Die Tribute von Panem - Catching Fire

Die Tribute von Panem - Catching Fire





Die Spiele sind vorbei

Man solle sich an der Richtlinie von Romanautorin Suzanne Collins orientieren, riet "Time"-Kritikerin Mary Pols verunsicherten Eltern zum Kinostart von "Die Tribute von Panem - The Hunger Games" (2012): "Wenn Ihre Kinder nicht alt genug sind, um für die alljährlichen Hungerspiele ausgewählt zu werden - also mindestens zwölf - dann sollten sie den Film nicht sehen." Und wenn sie alt genug seien, dann sollten sie zuvor die Bücher lesen. "Nur von ihnen gehört zu haben reicht nicht als Vorbereitung für das, was auf der Leinwand zu sehen ist." Eine Empfehlung, die auch zum Start der Fortsetzung, "Die Tribute von Panem - Catching Fire", ihre Gültigkeit behält.

Fast zwei Dutzend Teenager starben in "Die Tribute von Panem - The Hunger Games", zumeist durch die Hand anderer Teenager. So wie in jedem Jahr in Panem seit dem großen Aufstand, als sich die Bevölkerung in den Distrikten gegen die herrschende Klasse im Kapitol erhob und nur mit Waffengewalt wieder unter Kontrolle gebracht werden konnte. Jahr für Jahr wurden seither aus jedem Distrikt ein männlicher und ein weiblicher Bewohner zwischen zwölf und 18 Jahren ausgelost, um im Rahmen eines riesigen Medienspektakels gegeneinander und gegen die Tribute der anderen Distrikte zu kämpfen. Bis nur noch einer am Leben ist.

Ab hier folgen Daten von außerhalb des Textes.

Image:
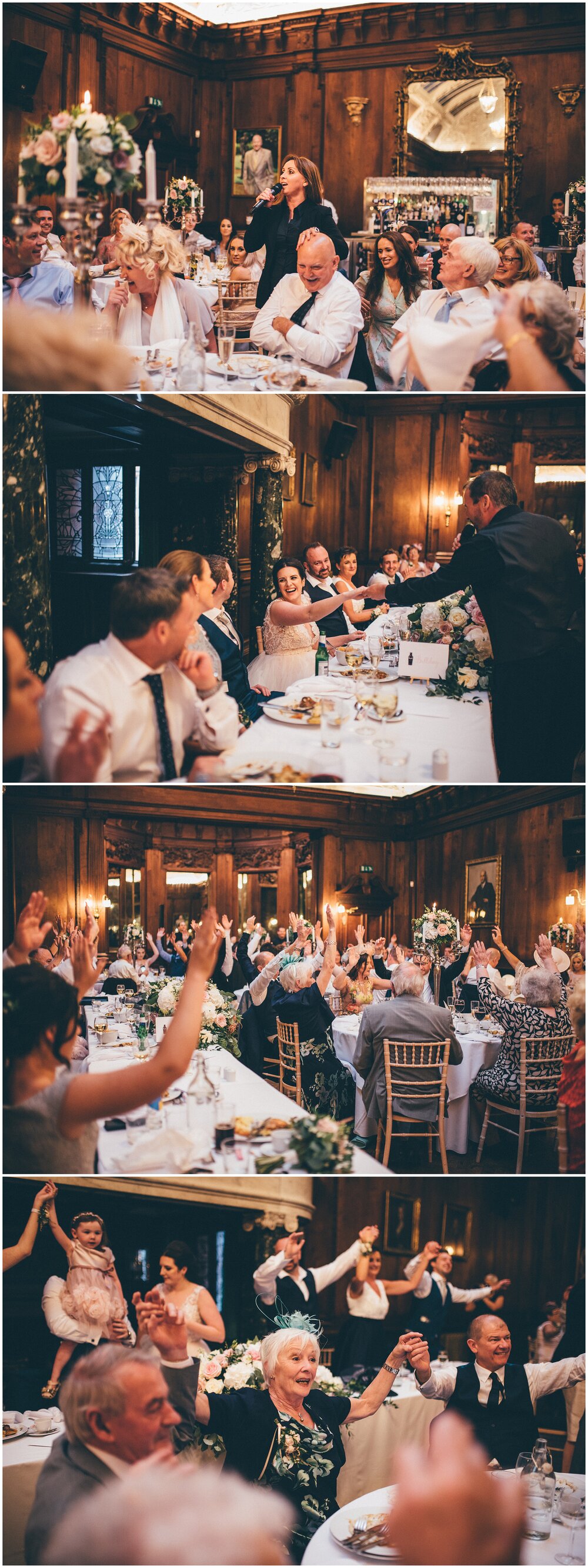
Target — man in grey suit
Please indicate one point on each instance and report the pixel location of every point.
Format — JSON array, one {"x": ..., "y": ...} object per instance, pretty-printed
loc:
[
  {"x": 407, "y": 1017},
  {"x": 120, "y": 1405}
]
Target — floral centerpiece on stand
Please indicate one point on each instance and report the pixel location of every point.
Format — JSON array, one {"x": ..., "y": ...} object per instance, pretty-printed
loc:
[
  {"x": 457, "y": 621},
  {"x": 182, "y": 196},
  {"x": 240, "y": 1366},
  {"x": 433, "y": 932},
  {"x": 562, "y": 935},
  {"x": 109, "y": 159},
  {"x": 220, "y": 1015}
]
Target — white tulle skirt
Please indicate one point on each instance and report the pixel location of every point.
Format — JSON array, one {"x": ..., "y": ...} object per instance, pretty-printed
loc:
[{"x": 281, "y": 670}]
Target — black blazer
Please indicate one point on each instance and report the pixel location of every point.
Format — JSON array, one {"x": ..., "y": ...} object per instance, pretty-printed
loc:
[
  {"x": 524, "y": 574},
  {"x": 264, "y": 231},
  {"x": 234, "y": 670}
]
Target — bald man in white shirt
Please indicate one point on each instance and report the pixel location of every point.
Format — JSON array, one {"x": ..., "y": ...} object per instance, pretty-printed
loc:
[{"x": 314, "y": 311}]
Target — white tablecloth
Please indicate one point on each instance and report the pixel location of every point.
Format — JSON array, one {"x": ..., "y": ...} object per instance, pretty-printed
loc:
[
  {"x": 22, "y": 1462},
  {"x": 479, "y": 1051},
  {"x": 459, "y": 728},
  {"x": 325, "y": 1550},
  {"x": 252, "y": 1097}
]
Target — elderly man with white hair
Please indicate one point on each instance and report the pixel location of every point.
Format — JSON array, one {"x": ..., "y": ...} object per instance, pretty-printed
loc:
[
  {"x": 120, "y": 1407},
  {"x": 407, "y": 1018},
  {"x": 316, "y": 313},
  {"x": 462, "y": 303}
]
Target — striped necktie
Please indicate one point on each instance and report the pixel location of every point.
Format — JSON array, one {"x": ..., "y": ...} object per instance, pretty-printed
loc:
[{"x": 443, "y": 316}]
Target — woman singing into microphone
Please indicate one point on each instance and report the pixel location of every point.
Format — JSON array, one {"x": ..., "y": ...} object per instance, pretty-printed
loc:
[{"x": 281, "y": 222}]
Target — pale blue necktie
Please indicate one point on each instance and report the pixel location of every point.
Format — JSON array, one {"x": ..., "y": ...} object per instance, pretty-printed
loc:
[{"x": 443, "y": 316}]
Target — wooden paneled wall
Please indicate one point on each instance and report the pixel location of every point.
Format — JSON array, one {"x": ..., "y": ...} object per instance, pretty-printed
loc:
[
  {"x": 297, "y": 73},
  {"x": 62, "y": 850},
  {"x": 520, "y": 1230}
]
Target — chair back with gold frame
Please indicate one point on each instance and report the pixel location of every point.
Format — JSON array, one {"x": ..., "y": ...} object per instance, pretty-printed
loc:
[
  {"x": 290, "y": 1083},
  {"x": 429, "y": 1059}
]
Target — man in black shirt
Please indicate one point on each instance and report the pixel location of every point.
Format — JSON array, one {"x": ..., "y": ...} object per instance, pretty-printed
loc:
[{"x": 524, "y": 576}]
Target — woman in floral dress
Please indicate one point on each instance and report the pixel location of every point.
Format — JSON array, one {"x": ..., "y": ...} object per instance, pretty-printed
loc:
[
  {"x": 543, "y": 1012},
  {"x": 327, "y": 1084},
  {"x": 288, "y": 1435}
]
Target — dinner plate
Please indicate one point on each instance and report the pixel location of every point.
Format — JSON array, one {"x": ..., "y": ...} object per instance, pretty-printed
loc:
[
  {"x": 285, "y": 715},
  {"x": 21, "y": 1429},
  {"x": 342, "y": 1523}
]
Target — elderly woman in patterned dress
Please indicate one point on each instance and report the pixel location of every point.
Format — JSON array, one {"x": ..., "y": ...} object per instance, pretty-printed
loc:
[{"x": 543, "y": 1012}]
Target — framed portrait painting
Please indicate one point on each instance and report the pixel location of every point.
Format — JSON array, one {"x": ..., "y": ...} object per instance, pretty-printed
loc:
[
  {"x": 256, "y": 159},
  {"x": 402, "y": 1224},
  {"x": 457, "y": 1230},
  {"x": 483, "y": 891}
]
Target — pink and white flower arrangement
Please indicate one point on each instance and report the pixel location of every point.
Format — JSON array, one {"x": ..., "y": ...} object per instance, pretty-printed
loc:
[
  {"x": 459, "y": 623},
  {"x": 109, "y": 159}
]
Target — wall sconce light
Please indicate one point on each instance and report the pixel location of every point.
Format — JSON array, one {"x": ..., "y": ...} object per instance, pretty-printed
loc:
[{"x": 445, "y": 502}]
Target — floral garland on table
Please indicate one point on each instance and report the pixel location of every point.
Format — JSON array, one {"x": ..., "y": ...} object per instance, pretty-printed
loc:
[
  {"x": 560, "y": 933},
  {"x": 319, "y": 1144},
  {"x": 238, "y": 1368},
  {"x": 220, "y": 1015},
  {"x": 457, "y": 621},
  {"x": 109, "y": 159},
  {"x": 178, "y": 200},
  {"x": 435, "y": 930}
]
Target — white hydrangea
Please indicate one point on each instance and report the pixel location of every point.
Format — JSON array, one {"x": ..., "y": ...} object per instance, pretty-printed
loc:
[{"x": 430, "y": 617}]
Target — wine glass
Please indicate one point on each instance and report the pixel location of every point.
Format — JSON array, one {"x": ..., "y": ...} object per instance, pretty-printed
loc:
[
  {"x": 572, "y": 1517},
  {"x": 226, "y": 342}
]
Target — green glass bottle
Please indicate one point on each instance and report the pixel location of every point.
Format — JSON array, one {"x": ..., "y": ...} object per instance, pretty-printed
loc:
[{"x": 322, "y": 659}]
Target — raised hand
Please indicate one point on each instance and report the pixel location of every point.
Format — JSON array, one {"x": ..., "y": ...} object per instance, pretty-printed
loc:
[
  {"x": 369, "y": 1235},
  {"x": 81, "y": 756},
  {"x": 85, "y": 971},
  {"x": 31, "y": 927},
  {"x": 206, "y": 944}
]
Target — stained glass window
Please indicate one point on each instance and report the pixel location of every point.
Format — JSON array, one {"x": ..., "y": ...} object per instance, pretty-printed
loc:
[
  {"x": 69, "y": 512},
  {"x": 107, "y": 513}
]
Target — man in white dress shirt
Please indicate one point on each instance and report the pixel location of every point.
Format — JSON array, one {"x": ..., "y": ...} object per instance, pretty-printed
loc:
[
  {"x": 433, "y": 1296},
  {"x": 465, "y": 270},
  {"x": 134, "y": 681},
  {"x": 283, "y": 1283},
  {"x": 496, "y": 1395},
  {"x": 314, "y": 311}
]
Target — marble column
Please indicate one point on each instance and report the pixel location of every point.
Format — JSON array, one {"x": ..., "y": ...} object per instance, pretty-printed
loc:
[
  {"x": 266, "y": 541},
  {"x": 27, "y": 574}
]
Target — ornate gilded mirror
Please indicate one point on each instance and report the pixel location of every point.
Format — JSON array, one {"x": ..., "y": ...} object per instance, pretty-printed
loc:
[{"x": 460, "y": 116}]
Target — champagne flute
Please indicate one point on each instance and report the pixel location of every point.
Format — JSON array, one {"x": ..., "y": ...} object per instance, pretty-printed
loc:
[{"x": 226, "y": 342}]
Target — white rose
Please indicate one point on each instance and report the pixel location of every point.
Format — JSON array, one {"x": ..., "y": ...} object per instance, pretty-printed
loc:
[
  {"x": 101, "y": 145},
  {"x": 238, "y": 1376},
  {"x": 468, "y": 678},
  {"x": 479, "y": 637},
  {"x": 430, "y": 618}
]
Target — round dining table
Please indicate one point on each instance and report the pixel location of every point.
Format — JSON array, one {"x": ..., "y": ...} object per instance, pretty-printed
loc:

Was für eine Sensation war es, als am Ende der 74. Hungerspiele zwei Sieger die Arena verließen: Katniss (Jennifer Lawrence) und Peeta (Josh Hutcherson), die beiden Tribute aus Distrikt zwölf, wollten lieber gemeinsam Selbstmord begehen als einander zu töten. Ein Akt der Liebe, beteuern die beiden. Ein Akt der Rebellion, vermutet Panems Diktator, Präsident Snow (Donald Sutherland). Tatsächlich wächst allen Teilen des Landes langsam Widerstand, der in der kämpferischen Katniss eine Symbolfigur wider Willen gefunden hat. Nur ihr Tod, so glaubt Präsident Snow, könne die Hoffnung auf Veränderung im Keim ersticken. Was böte dafür einen besseren Rahmen als eine Jubiläumsausgabe der Hungerspiele zum 75. Jahrestag des gescheiterten Aufstands?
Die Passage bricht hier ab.